Bug 556365

Summary: dnssec keys not up-to-date, makes bind send thousands of 'no valid KEY' messages to syslog
Product: [Fedora] Fedora Reporter: Kieran Clancy <clancy.kieran+redhat>
Component: dnssec-confAssignee: Paul Wouters <pwouters>
Status: CLOSED CURRENTRELEASE QA Contact: Fedora Extras Quality Assurance <extras-qa>
Severity: medium Docs Contact:
Priority: low    
Version: 12CC: cra, linux, pwouters, spambox
Target Milestone: ---   
Target Release: ---   
Hardware: All   
OS: Linux   
Whiteboard:
Fixed In Version: Doc Type: Bug Fix
Doc Text:
Story Points: ---
Clone Of: Environment:
Last Closed: 2010-04-07 17:43:29 UTC Type: ---
Regression: --- Mount Type: ---
Documentation: --- CRM:
Verified Versions: Category: ---
oVirt Team: --- RHEL 7.3 requirements from Atomic Host:
Cloudforms Team: --- Target Upstream Version:
Embargoed:

Description Kieran Clancy 2010-01-18 04:44:05 UTC 
Description of problem:
I noticed that bind had begun to generate thousands of messages like this in /var/log/messages:
Jan 17 20:07:47 localhost named[1521]: no valid KEY resolving '80.in-addr.arpa/DNSKEY/IN': 202.12.29.59#53

In fact, in little over 24 hours I had 240,000 of these messages, all for different reverse zones, and bind was chewing through a surprising amount of bandwidth. This was prompted solely by the occasional reverse lookup by sshd.

Now, I think there's probably a bug in bind in that it seems to forget it has no valid key and just repeatedly tries to request DNSKEY's for the same reverse zones from the same servers. For example, for just the 80.in-addr zone, in 24 hours bind retried the DNSKEY query almost 2000 times for each of 9 DNS servers (nearly 18000 retries in total)! Multiply this by the number of reverse zones with keys and this becomes fairly annoying. I'm almost surprised that I didn't receive a complaint from my ISP. (I think I will file a separate bug about this.)

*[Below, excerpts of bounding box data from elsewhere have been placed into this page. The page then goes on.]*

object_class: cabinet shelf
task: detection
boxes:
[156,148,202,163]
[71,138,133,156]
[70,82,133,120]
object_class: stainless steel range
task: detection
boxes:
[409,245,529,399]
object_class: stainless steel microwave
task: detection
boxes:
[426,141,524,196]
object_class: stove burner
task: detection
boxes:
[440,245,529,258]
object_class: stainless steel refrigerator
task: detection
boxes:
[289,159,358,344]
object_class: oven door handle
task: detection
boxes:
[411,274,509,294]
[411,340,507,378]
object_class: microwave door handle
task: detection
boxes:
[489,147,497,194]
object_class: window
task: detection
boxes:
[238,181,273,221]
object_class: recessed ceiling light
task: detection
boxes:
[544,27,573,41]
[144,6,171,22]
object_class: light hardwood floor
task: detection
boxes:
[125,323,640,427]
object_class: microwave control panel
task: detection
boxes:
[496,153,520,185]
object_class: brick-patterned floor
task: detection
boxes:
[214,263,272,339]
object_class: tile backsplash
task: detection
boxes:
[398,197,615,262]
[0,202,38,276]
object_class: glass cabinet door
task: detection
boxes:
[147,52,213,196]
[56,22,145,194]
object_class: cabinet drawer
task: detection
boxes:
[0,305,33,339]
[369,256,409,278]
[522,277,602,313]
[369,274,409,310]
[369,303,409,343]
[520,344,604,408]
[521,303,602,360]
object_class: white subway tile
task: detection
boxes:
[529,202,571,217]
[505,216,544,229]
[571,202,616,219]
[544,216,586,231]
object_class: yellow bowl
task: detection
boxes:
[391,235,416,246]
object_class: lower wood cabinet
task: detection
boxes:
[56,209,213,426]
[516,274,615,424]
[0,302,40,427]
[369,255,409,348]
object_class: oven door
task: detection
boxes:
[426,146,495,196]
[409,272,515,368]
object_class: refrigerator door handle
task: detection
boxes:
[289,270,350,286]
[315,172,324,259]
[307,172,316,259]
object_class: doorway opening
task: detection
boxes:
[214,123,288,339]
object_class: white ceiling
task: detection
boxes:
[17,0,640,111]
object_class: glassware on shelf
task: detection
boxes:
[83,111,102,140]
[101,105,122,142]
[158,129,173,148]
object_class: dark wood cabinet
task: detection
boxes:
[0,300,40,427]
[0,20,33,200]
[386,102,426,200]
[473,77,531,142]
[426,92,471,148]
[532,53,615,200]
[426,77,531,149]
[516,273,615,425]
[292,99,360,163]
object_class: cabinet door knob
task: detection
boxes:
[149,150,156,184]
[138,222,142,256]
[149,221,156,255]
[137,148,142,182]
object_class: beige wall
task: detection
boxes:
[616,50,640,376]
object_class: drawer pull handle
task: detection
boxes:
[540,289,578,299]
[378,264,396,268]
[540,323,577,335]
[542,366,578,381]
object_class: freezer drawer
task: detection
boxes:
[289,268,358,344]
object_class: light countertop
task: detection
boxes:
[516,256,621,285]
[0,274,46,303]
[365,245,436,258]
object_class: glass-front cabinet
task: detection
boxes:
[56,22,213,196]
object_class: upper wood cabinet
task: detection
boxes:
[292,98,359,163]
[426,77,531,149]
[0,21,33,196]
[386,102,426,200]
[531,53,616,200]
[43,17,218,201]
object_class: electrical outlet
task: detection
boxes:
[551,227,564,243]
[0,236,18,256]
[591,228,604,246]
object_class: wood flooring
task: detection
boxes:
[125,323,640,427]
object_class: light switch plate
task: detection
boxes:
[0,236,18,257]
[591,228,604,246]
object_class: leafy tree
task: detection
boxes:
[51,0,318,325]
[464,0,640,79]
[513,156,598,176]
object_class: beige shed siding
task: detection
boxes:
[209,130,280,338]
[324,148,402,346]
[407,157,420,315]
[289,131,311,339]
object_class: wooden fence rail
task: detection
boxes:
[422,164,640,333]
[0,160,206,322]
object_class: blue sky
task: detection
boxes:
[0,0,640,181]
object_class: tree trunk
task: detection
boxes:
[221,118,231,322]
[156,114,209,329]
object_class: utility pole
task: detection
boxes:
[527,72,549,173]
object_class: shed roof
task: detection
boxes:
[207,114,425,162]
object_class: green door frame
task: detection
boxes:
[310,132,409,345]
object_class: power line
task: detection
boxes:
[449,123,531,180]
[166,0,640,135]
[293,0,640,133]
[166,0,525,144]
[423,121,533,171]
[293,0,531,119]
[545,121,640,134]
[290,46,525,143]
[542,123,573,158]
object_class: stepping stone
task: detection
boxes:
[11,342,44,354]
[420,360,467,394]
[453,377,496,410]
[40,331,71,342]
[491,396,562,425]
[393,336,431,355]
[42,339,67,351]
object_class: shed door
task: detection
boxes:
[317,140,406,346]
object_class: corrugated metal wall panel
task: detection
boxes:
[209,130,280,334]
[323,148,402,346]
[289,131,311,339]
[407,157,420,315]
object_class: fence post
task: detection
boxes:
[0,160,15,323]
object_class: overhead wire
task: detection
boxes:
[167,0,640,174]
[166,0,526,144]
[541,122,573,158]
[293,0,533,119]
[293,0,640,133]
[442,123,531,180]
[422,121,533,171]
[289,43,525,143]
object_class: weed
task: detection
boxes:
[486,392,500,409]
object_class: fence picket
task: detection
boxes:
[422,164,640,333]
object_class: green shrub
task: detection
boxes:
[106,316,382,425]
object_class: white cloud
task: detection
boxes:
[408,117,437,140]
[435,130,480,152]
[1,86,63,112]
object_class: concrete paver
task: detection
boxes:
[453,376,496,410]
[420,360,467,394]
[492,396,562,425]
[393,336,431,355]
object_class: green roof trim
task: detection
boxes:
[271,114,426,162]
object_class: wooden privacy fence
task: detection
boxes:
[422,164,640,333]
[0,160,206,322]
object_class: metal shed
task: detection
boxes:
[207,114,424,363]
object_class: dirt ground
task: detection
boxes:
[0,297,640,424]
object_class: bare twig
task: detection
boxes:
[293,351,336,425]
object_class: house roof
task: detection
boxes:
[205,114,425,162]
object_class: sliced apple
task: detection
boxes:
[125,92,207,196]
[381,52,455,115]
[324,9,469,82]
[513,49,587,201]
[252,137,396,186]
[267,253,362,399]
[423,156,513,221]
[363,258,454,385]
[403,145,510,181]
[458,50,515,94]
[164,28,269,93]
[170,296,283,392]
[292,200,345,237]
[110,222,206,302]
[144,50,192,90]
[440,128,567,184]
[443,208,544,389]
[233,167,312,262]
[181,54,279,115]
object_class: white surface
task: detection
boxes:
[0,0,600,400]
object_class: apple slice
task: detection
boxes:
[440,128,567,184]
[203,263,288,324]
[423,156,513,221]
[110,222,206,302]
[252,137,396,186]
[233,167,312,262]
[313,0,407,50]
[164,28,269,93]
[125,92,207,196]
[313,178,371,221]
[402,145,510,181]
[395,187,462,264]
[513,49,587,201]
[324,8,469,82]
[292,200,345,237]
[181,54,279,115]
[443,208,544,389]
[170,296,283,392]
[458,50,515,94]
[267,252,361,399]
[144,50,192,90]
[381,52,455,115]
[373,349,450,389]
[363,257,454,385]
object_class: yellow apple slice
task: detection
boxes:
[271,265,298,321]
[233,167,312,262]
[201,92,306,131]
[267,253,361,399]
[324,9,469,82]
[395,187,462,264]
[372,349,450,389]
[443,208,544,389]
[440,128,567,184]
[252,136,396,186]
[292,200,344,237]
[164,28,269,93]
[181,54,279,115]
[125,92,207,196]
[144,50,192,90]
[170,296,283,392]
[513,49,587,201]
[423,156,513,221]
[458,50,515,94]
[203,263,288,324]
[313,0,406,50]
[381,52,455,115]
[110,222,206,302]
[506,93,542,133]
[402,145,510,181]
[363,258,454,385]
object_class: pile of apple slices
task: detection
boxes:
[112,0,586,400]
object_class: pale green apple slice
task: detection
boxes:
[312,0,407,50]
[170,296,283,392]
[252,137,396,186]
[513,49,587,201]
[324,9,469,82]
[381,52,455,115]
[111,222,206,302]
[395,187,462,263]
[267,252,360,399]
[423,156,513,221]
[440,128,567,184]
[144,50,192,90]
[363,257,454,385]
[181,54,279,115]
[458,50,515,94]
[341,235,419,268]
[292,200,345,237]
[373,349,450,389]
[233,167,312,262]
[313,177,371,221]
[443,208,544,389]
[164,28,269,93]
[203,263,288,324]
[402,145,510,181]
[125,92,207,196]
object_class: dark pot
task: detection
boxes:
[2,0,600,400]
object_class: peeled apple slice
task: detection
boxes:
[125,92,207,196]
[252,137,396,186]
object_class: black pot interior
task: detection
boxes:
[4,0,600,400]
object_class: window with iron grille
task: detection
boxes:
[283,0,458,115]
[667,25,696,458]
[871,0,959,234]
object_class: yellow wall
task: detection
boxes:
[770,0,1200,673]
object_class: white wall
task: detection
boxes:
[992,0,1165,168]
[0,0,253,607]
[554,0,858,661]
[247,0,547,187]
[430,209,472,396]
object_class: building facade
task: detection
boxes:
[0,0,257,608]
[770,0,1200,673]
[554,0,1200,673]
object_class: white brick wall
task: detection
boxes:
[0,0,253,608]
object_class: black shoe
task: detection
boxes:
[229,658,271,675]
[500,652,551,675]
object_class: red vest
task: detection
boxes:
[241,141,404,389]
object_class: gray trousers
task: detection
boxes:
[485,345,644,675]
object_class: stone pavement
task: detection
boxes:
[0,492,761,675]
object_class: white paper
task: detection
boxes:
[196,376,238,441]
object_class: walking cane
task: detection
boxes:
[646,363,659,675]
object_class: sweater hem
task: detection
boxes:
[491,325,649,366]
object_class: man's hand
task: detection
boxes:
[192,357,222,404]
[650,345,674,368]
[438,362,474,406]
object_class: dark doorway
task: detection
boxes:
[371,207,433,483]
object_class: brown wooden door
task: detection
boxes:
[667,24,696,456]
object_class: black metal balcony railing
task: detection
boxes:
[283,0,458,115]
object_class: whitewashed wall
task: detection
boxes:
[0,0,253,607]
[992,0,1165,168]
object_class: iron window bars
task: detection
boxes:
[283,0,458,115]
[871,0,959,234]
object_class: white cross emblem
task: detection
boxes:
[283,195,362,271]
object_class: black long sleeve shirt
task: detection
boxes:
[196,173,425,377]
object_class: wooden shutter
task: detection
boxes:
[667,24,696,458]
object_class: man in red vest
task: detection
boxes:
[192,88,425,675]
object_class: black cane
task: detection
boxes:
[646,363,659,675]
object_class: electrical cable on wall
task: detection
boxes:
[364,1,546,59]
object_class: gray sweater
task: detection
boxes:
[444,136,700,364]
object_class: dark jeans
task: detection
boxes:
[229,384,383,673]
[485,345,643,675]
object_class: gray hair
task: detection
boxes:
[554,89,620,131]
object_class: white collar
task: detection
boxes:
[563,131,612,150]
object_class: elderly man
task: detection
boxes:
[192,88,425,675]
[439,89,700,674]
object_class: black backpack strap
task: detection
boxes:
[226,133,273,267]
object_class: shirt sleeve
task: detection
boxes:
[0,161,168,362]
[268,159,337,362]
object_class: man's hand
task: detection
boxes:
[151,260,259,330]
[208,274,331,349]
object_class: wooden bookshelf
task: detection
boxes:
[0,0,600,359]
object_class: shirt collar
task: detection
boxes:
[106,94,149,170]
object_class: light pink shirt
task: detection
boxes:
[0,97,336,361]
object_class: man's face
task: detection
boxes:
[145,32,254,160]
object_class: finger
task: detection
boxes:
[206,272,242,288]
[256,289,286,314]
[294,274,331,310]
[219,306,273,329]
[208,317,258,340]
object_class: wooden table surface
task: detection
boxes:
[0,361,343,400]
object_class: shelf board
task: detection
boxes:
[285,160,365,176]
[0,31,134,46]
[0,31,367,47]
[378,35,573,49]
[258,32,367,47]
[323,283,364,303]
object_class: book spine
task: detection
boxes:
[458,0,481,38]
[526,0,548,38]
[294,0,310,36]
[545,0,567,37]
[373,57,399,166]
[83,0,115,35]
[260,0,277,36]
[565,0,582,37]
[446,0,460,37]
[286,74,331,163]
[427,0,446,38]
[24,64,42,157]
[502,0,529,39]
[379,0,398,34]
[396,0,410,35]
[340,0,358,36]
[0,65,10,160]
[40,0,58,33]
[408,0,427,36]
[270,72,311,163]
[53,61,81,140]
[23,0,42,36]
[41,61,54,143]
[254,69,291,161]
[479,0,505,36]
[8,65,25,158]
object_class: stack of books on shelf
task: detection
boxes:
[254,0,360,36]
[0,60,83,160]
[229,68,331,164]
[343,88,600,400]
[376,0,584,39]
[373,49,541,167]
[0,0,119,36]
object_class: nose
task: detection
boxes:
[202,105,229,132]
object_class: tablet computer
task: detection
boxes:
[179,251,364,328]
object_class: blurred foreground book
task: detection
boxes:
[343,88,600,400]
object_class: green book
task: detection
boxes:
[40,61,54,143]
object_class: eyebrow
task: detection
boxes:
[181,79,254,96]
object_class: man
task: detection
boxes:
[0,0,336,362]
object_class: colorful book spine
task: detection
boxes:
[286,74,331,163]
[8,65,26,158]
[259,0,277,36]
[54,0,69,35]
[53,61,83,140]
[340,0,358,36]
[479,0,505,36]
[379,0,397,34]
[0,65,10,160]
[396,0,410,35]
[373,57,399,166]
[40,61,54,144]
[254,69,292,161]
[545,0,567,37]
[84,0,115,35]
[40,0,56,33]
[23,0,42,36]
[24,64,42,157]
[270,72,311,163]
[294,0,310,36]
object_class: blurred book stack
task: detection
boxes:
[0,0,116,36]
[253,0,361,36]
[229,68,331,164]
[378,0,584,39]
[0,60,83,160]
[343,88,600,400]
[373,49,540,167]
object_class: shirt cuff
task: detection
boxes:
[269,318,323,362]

Anyway, I was able to resolve this by upgrading to dnssec-conf 1.22 from rawhide. I don't really understand the DNSSEC key infrastructure, but obviously the updated reverse zone keys are important. Please consider updating it in earlier Fedora releases, particularly if other users are affected.

Version-Release number of selected component (if applicable):
dnssec-conf-1.21-5.fc12
Comment 1 Mike 2010-02-01 12:23:25 UTC 
Fedora 11 is affected too.

Temporary solution might be to disable "dnssec-enable" and "dnssec-validation" in "named.conf" file.

I wonder if this problem is related to http://www.root-dnssec.org/

: January, 2010: The first root server begins serving the signed root in
: the form of the DURZ (deliberately unvalidatable root zone). The DURZ
: contains unusable keys in place of the root KSK and ZSK to prevent these
: keys being used for validation.
Comment 2 Kieran Clancy 2010-02-01 14:12:22 UTC 
I'm not sure that disabling DNSSEC is required to fix this. For me, just upgrading to dnssec-conf-1.22 (which has new keys) was enough.

# yum --enablerepo='rawhide' update dnssec-conf
Comment 3 Chris Adams 2010-02-05 13:59:00 UTC 
The problem appears to be a RIPE NCC key roll-over event on 2009-12-16.  See:

https://lists.dns-oarc.net/pipermail/dns-operations/2010-February/004931.html

This package needs an immediate update to fix this problem.

If Fedora is going to make dnssec-conf a mandatory prerequisite for BIND, then it is up to Fedora to keep this package absolutely current, or Fedora BIND configs will be broken regularly.
Comment 4 Paul Wouters 2010-04-07 17:43:29 UTC 
This has been fixed in updates to dnssec-conf in EL-5, devel, F-11, F-12 and F-13 a while ago.